My brother pointed out, correctly, that most things we see isn’t black and white. There are always so many factors, so many considerations, that go into our decision making and made us commit to one path or another in our clinical approaches. Critical analysis happen in a dynamic ever-changing fashion in a fast paced uncontrolled environment and often all we can do is make our most sound judgement in the presence of all the available information that we are possessing at the time.

But that does not matter. We are the gate keepers. Between good outcome, and terrible ones.

By the fifth day, drips of normal human emotions starts to passively creep back into my head. Desires, hopes, even the occasional brief smile when I see a funny commercial on TV. Like faint flickers of a tiny candle light, my mind quickly smothers it. Go away, as if to say. I’m not ready to welcome you back. I’m still feeling sad.

On the 6th day, with 2 days to go before I have to work again (I gave myself a week to recover from this), I started to force myself to live somewhat of a normal routine. I hit the gym again, did a bit more self study, and even tried a little bit of Christmas shopping and then had dinner with a friend. If I were to perform at my best again, which is what every shift requires, I needed to gradually pull myself back together.

On day 7, with one more day before going back to work, I told myself, it’s time to put this away in my mind. No it’s not the same as forgetting about it. There are lessons to be learned. But I can’t be wearing this on my conscience and still expect myself to perform admirably.

I have to be able to face the consequences of whatever happens as long as I try my best. I have to be okay with the risk of another bad outcome, even though I dearly hope nothing like this ever happens again. A close friend and a colleague reminded me, that as much as we like to play the role of the determinant in our patient’s outcome, very often all we can be is the best possible facilitator. There are things beyond our control. We do our best with what we can control, and try to learn to let go of the rest.
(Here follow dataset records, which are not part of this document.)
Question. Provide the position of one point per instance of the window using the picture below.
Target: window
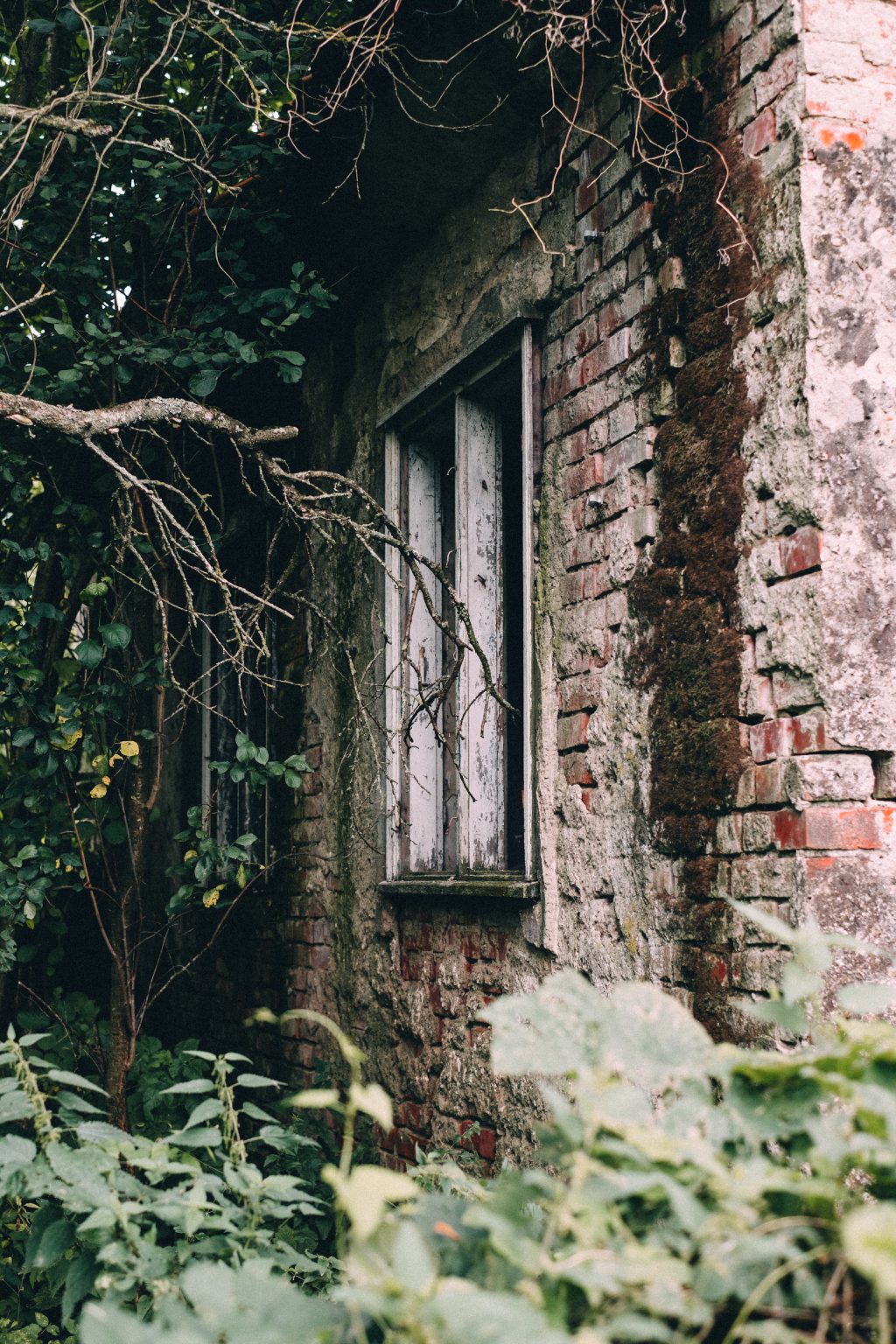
(458, 481)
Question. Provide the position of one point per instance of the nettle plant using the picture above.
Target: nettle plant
(684, 1190)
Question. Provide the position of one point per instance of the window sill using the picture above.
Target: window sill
(492, 886)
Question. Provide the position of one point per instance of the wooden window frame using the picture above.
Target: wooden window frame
(457, 388)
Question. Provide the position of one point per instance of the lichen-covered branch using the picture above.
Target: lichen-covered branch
(150, 410)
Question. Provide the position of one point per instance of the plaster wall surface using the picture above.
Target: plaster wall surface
(715, 571)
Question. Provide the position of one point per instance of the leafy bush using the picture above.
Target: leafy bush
(684, 1191)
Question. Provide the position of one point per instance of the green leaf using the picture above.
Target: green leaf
(69, 1080)
(17, 1151)
(208, 1109)
(199, 1138)
(205, 383)
(50, 1245)
(80, 1281)
(366, 1193)
(89, 654)
(870, 1245)
(374, 1101)
(116, 636)
(192, 1085)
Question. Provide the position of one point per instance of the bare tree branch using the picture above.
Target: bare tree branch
(29, 116)
(150, 410)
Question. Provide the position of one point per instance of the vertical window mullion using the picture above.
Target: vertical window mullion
(479, 512)
(531, 388)
(424, 667)
(393, 672)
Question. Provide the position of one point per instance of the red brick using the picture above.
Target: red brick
(755, 52)
(780, 75)
(586, 197)
(801, 551)
(572, 732)
(832, 828)
(586, 549)
(768, 784)
(760, 133)
(572, 588)
(586, 476)
(810, 732)
(597, 581)
(771, 738)
(484, 1144)
(739, 27)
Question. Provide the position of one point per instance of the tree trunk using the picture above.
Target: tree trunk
(121, 1047)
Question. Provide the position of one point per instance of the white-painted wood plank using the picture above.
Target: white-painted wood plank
(479, 511)
(424, 668)
(393, 662)
(529, 393)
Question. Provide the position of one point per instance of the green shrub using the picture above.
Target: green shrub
(684, 1191)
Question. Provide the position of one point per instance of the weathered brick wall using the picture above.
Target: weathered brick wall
(715, 571)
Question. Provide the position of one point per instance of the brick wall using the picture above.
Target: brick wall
(715, 702)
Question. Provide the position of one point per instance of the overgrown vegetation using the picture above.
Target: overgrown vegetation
(682, 1191)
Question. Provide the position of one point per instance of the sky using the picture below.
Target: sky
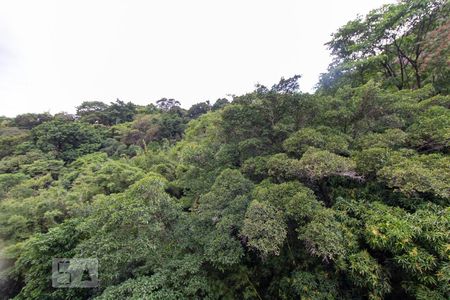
(56, 54)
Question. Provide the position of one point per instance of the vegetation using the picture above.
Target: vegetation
(340, 194)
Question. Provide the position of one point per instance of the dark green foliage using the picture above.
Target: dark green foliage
(340, 194)
(67, 141)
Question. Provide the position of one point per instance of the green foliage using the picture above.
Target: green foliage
(278, 194)
(321, 137)
(264, 228)
(67, 141)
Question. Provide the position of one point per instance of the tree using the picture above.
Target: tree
(67, 140)
(167, 104)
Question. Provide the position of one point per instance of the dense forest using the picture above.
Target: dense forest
(275, 194)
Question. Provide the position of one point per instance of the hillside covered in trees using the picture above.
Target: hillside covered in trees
(277, 194)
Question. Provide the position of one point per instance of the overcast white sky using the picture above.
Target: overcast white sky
(56, 54)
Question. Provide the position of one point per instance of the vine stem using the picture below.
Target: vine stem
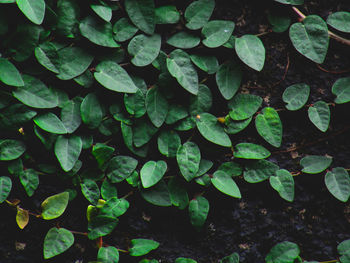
(330, 33)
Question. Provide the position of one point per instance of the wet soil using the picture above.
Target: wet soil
(316, 221)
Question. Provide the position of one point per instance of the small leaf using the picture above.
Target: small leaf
(341, 89)
(188, 158)
(56, 241)
(296, 96)
(228, 79)
(152, 172)
(283, 252)
(140, 247)
(283, 183)
(9, 74)
(142, 14)
(22, 217)
(180, 67)
(250, 151)
(54, 206)
(338, 183)
(217, 32)
(67, 151)
(314, 164)
(34, 10)
(269, 126)
(112, 76)
(198, 13)
(320, 115)
(259, 171)
(224, 183)
(144, 49)
(311, 38)
(211, 129)
(198, 209)
(340, 21)
(5, 187)
(251, 51)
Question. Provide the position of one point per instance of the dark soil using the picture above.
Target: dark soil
(316, 221)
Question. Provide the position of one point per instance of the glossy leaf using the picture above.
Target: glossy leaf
(67, 151)
(311, 38)
(320, 115)
(338, 183)
(314, 164)
(188, 157)
(251, 51)
(269, 126)
(57, 240)
(283, 183)
(140, 247)
(224, 183)
(211, 129)
(296, 96)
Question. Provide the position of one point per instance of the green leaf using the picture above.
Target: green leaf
(198, 210)
(206, 63)
(30, 180)
(9, 74)
(211, 129)
(101, 226)
(269, 126)
(168, 143)
(120, 167)
(311, 38)
(157, 195)
(112, 76)
(259, 171)
(225, 184)
(152, 172)
(341, 89)
(251, 51)
(250, 151)
(296, 96)
(108, 255)
(5, 187)
(320, 115)
(54, 206)
(217, 32)
(35, 94)
(188, 157)
(140, 247)
(184, 40)
(142, 14)
(11, 149)
(198, 13)
(314, 164)
(338, 183)
(340, 21)
(57, 240)
(157, 106)
(242, 106)
(144, 49)
(283, 252)
(123, 30)
(283, 183)
(91, 111)
(51, 123)
(228, 79)
(98, 32)
(67, 151)
(180, 67)
(167, 14)
(34, 10)
(70, 68)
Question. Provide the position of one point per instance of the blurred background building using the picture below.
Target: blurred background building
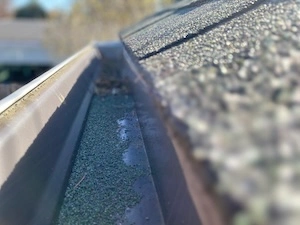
(37, 34)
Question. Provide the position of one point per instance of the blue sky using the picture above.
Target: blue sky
(47, 4)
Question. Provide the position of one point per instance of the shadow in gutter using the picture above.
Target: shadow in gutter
(23, 189)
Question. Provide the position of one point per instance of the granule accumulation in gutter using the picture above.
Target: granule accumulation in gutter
(100, 188)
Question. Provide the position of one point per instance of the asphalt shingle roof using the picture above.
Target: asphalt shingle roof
(229, 70)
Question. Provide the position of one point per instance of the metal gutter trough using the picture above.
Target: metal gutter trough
(82, 144)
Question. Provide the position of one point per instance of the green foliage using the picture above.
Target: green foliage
(32, 10)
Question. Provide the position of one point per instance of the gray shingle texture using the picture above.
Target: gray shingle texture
(230, 71)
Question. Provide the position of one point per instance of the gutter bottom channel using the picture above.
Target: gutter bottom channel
(111, 181)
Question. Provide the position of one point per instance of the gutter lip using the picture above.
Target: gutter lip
(11, 99)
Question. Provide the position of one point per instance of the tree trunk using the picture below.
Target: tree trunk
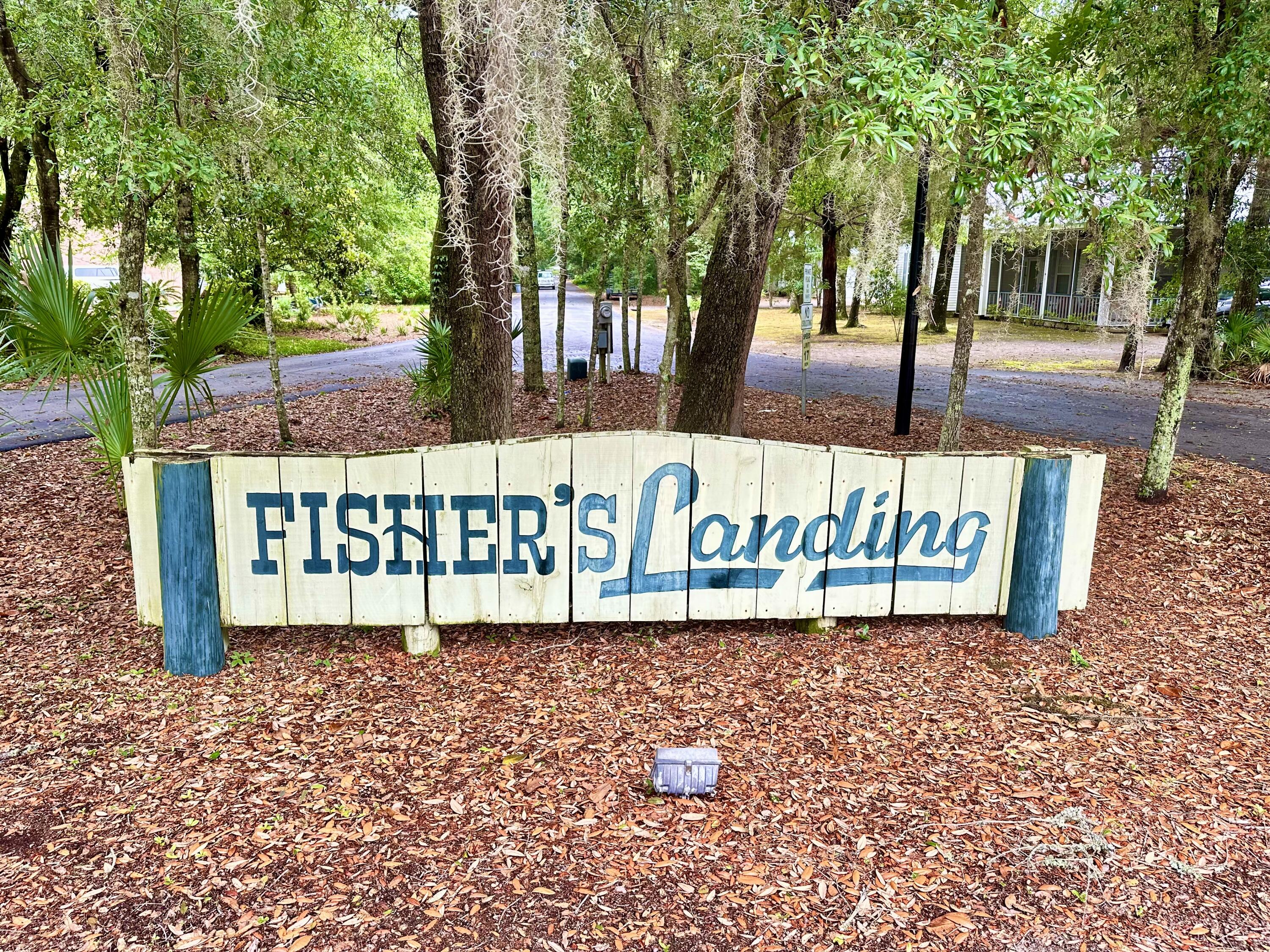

One of the more productive thing was returning to work (I couldn’t have done it any earlier, but a week was about the right time to get myself back into functional mode). Going in, and just simply focusing on the medicine, doing what I’ve always done, applying my same reasoning and decision making that I trust, helped filtered away some lingering doubts and uncertainty. Seeing new faces, and just focusing on solving their problems, helped refocused my attention onto others and not what’s been going on. There are still moments of vulnerability, but with each shift the patterns become more regular, and my trade-mark quick shuffle started to pick up its pace again as my mind warp back into turbo mode, releasing the surge of serotonin that not only lifts my productivity, but my mood.